CNS*2022 free online satellite tutorial on Keras/TensorFlow

The use of Keras with Tensor Flow applied to neural models and data analysis

C. Jarne. Universidad Nacional de Quilmes Departamento de Ciencia y Tecnología.

This tutorial will help participants implement and explore simple neural models using Keras [1] as well as the implementation of neural networks to apply Deep learning tools for data analysis. It will include an introduction to modelling and hands-on exercises. The tutorial will focus on using Keras, which is an open-source framework to develop Neural Networks for rapid prototyping and simulation with TensorFlow [2] as backend. The tutorial will show how models can be built and explored using python. The hands-on exercises will demonstrate how Keras can be used to rapidly explore the dynamics of the network. 

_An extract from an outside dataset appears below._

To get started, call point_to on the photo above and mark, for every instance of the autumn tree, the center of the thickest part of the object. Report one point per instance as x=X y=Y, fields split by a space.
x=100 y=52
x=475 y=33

Keras is a framework that greatly simplifies the design and implementation of Neural Networks of many kinds (Regular classifiers, Convolutional Neural Networks, LSTM, among others). In this mini-course, we will study implementations of neural networks with Keras. It is split into two sections: On one side, we will introduce the main features of Keras, showcasing some examples, and then, we will do a set of two guided online hands-on exercises to strengthen the knowledge.

For this tutorial, you will need very basic knowledge of NumPy, SciPy, and matplotlib. To be able to carry out the tutorial, students only need to use Google Colab

 Duration 1.5–2 hours

Exercises will be available for the date of the Tutorial


[1] Francois Chollet et al. Keras., 2015.

[2] Martín Abadi, et al. TensorFlow: Large-scale machine learning on heterogeneous systems, 2015.

[3] Deep Learning And Reinforcement Summer School (DLRLSS):

[4] Deep Learning with Keras. Antonio Gulli Sujit Pal. Packt Publishing Ltd. 2017.